You are viewing a plain text version of this content. The canonical link for it is here.
Posted to dev@flink.apache.org by Chesnay Schepler <ch...@apache.org> on 2017/07/03 14:42:27 UTC

[DISCUSS] Long-term plan for build times

Hello,

I want to start a discussion on how we plan to deal with ever-increasing 
build times in the long term.

While the profile reorganization proposed in FLINK-7047 again brings us 
below 50 minute build times
it is only a matter of time once we hit the timeout again. There is 
already one profile getting close to
it (flink-tests + java7/scala10 @ 45-47m) which we can't split up 
further on a module level.

The following is a list of suggestions/efforts brought forth by various 
people and myself that could help:


      Compile time reductions:


 1. *Rework shading model* (in-progress)
      * With the addition of flink-shaded we can reduce the build-times by
         1. not having to build shaded modules for every build
         2. requiring less shading to be required, as we work against
            the shaded namespaces directly
      * *actual impact not measured
 2. *Drop flink-storm*
      * There's been discussions for parking flink-storm anyway, and we
        would save between 1 to 2 minutes.
 3. *R**epository split*
      * A "flink-libraries" repo wouldn't require building core modules,
        connectors; by design it would download all these and only
        compile flink-libraries modules.


      Test time reductions:


 1. *Don't run expensive tests* (duh)*
    *
      * A significant portion of the build time is spent on a relatively
        small number of tests (excerpt below):
          o flink-runtime
              + ChannelViewsTest (1m)
              + FileChannelStreamsITCase (40s)
              + ExternalSortITCase (2.5m)
              + ExternalSortLargeRecordsITCase (2m)
          o flink-tests
              + JobManagerHACheckpointRecoveryITCase (2.5m)
              + TaskManagerProcessFailureBatchRecoveryITCase (1m)
              + JobManagerHAProcessFailureBatchRecoveryITCase (1.5m)
              + UdfStreamOperatorCheckpointingITCase (2m)
              + IncrementalRocksDbBackendEventTimeWindowCheckpointingITCase
                (3m)
      * We can either rework/tweak these tests or move them into
        nightly/cron builds
 2. *R**epository split*
      * In the context of build times the main benefit of a repo split
        is reduction in compile times. A "flink-libraries" repo wouldn't
        require building core modules, connectors or a complicated maven
        setup to work around these; by design it would download all
        these and only compile flink-libraries modules.

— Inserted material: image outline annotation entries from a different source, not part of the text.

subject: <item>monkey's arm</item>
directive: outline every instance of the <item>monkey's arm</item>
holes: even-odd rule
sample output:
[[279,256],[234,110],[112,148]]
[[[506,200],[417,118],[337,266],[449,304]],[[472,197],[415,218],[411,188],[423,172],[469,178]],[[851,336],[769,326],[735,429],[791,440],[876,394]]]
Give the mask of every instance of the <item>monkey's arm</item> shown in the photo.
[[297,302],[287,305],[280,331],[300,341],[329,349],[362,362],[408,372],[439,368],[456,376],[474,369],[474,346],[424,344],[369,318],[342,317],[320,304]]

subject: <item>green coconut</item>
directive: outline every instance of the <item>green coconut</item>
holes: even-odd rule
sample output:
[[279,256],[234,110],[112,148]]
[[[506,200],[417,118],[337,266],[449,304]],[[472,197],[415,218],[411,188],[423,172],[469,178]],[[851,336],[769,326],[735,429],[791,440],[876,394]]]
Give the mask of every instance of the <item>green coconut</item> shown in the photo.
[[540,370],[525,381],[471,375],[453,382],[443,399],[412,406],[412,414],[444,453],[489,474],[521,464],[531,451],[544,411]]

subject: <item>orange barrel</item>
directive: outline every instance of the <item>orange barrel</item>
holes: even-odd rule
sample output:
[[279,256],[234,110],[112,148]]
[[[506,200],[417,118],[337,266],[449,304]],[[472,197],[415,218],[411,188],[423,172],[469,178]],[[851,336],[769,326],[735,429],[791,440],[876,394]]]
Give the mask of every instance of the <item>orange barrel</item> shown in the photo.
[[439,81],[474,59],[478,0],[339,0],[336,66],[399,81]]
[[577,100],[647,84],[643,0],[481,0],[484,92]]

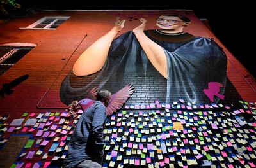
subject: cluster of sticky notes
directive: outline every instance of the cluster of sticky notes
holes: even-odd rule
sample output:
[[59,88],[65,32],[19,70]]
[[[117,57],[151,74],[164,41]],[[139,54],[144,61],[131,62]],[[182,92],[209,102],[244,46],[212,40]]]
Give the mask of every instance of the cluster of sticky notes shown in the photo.
[[106,120],[103,167],[252,167],[255,104],[234,104],[126,106]]
[[[81,116],[73,119],[67,118],[67,115],[66,111],[26,112],[5,127],[6,134],[31,136],[12,167],[47,167],[55,161],[63,161],[67,154],[73,124]],[[33,161],[38,158],[42,162]]]

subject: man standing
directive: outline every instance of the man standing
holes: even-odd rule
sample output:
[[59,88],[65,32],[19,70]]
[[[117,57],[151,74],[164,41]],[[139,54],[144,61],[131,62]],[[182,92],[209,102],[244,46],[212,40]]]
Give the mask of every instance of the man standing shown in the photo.
[[103,129],[110,95],[109,91],[102,90],[97,93],[98,101],[86,100],[89,106],[79,119],[71,137],[64,167],[102,167]]

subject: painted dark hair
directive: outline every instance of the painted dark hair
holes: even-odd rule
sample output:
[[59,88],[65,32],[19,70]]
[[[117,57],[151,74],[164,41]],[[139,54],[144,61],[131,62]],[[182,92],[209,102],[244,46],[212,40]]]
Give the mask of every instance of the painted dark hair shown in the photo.
[[159,17],[161,16],[167,16],[167,17],[179,17],[179,18],[180,18],[181,20],[182,20],[184,22],[190,22],[190,19],[186,17],[182,16],[182,15],[177,15],[177,14],[163,14],[163,15],[161,15]]
[[102,89],[98,92],[97,94],[97,99],[98,101],[102,101],[107,98],[109,98],[111,95],[111,93],[109,91]]

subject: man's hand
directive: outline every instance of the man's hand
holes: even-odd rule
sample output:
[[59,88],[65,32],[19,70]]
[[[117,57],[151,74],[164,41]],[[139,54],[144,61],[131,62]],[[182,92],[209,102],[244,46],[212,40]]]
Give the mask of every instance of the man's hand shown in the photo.
[[113,28],[115,31],[120,32],[124,27],[124,23],[125,22],[125,20],[123,20],[122,21],[120,20],[120,17],[116,17],[116,21],[115,21],[115,26]]
[[139,20],[141,22],[141,24],[132,30],[132,32],[135,34],[140,33],[144,33],[145,27],[146,26],[147,20],[144,18],[141,18]]

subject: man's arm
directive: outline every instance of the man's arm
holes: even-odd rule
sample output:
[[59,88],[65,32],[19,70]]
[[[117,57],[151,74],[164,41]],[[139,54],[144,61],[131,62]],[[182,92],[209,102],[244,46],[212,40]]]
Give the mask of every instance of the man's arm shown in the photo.
[[97,104],[93,113],[92,133],[93,144],[93,153],[97,157],[102,157],[104,155],[104,124],[106,118],[106,108],[103,104]]
[[141,18],[140,20],[142,24],[133,29],[132,32],[153,66],[167,79],[167,60],[164,51],[161,46],[145,34],[144,29],[147,21],[144,18]]
[[120,22],[117,18],[112,29],[94,42],[80,55],[73,66],[73,73],[76,76],[89,75],[102,68],[112,41],[124,28],[125,21]]

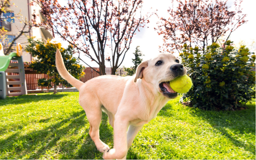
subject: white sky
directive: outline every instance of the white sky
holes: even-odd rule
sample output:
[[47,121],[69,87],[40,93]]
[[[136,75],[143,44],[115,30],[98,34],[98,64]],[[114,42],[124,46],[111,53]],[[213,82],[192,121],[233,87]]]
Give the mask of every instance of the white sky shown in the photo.
[[[152,8],[152,11],[157,9],[158,10],[157,13],[159,15],[160,17],[167,17],[168,16],[167,10],[169,7],[172,6],[171,1],[170,0],[144,0],[143,9],[145,12],[148,12],[151,8]],[[231,10],[234,10],[234,0],[228,1],[227,4],[231,7],[230,9]],[[231,40],[234,41],[234,44],[237,47],[239,46],[241,42],[242,41],[243,44],[251,46],[252,43],[254,42],[254,48],[251,49],[252,52],[255,52],[255,40],[256,37],[256,23],[255,18],[255,16],[256,15],[255,9],[256,5],[256,1],[254,0],[244,0],[242,2],[241,6],[243,8],[242,13],[247,15],[245,20],[248,20],[248,21],[232,33],[230,38]],[[133,66],[132,59],[134,58],[133,53],[134,52],[137,46],[139,46],[140,47],[140,51],[145,55],[142,57],[143,60],[150,59],[159,54],[159,46],[162,46],[163,43],[162,37],[159,35],[157,31],[155,31],[154,28],[157,26],[156,23],[159,20],[156,16],[153,15],[149,19],[149,21],[150,23],[147,24],[144,28],[141,28],[140,32],[137,31],[137,35],[133,38],[130,48],[126,53],[124,59],[121,66],[124,66],[126,67],[129,67]],[[148,28],[147,28],[148,26],[149,27]],[[55,34],[55,36],[56,36]],[[58,37],[55,38],[54,40],[61,41],[60,38]],[[62,43],[64,46],[68,45],[68,43],[66,42],[62,41]],[[176,56],[178,56],[177,54],[175,55]],[[91,61],[90,59],[84,56],[82,58],[91,66],[98,67],[98,64],[96,62]],[[81,62],[81,63],[86,67],[87,67],[82,62]],[[106,67],[110,67],[109,62],[106,62],[105,64]]]

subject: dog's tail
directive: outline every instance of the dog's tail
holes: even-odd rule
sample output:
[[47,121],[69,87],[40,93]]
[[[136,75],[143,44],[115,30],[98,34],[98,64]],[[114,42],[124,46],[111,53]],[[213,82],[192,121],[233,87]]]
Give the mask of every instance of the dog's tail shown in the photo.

Let me know what you think.


Regards,

Chesnay Schepler


Re: [DISCUSS] Long-term plan for build times

Posted by Ted Yu <yu...@gmail.com>.
Have we considered using tool(s) such as nailgun ?

https://www.lightbend.com/blog/zinc-and-incremental-compilation

Cheers

On Mon, Jul 3, 2017 at 7:42 AM, Chesnay Schepler <ch...@apache.org> wrote:

> Hello,
>
> I want to start a discussion on how we plan to deal with ever-increasing
> build times in the long term.
>
> While the profile reorganization proposed in FLINK-7047 again brings us
> below 50 minute build times
> it is only a matter of time once we hit the timeout again. There is
> already one profile getting close to
> it (flink-tests + java7/scala10 @ 45-47m) which we can't split up further
> on a module level.
>
> The following is a list of suggestions/efforts brought forth by various
> people and myself that could help:
>
>
>      Compile time reductions:
>
>
> 1. *Rework shading model* (in-progress)
>      * With the addition of flink-shaded we can reduce the build-times by
>         1. not having to build shaded modules for every build
>         2. requiring less shading to be required, as we work against
>            the shaded namespaces directly
>      * *actual impact not measured
> 2. *Drop flink-storm*
>      * There's been discussions for parking flink-storm anyway, and we
>        would save between 1 to 2 minutes.
> 3. *R**epository split*
>      * A "flink-libraries" repo wouldn't require building core modules,
>        connectors; by design it would download all these and only
>        compile flink-libraries modules.
>
>
>      Test time reductions:
>
>
> 1. *Don't run expensive tests* (duh)*
>    *
>      * A significant portion of the build time is spent on a relatively
>        small number of tests (excerpt below):
>          o flink-runtime
>              + ChannelViewsTest (1m)
>              + FileChannelStreamsITCase (40s)
>              + ExternalSortITCase (2.5m)
>              + ExternalSortLargeRecordsITCase (2m)
>          o flink-tests
>              + JobManagerHACheckpointRecoveryITCase (2.5m)
>              + TaskManagerProcessFailureBatchRecoveryITCase (1m)
>              + JobManagerHAProcessFailureBatchRecoveryITCase (1.5m)
>              + UdfStreamOperatorCheckpointingITCase (2m)
>              + IncrementalRocksDbBackendEventTimeWindowCheckpointingITCase
>                (3m)
>      * We can either rework/tweak these tests or move them into
>        nightly/cron builds
> 2. *R**epository split*
>      * In the context of build times the main benefit of a repo split
>        is reduction in compile times. A "flink-libraries" repo wouldn't
>        require building core modules, connectors or a complicated maven
>        setup to work around these; by design it would download all
>        these and only compile flink-libraries modules.
>
> Let me know what you think.
>
>
> Regards,
>
> Chesnay Schepler
>
>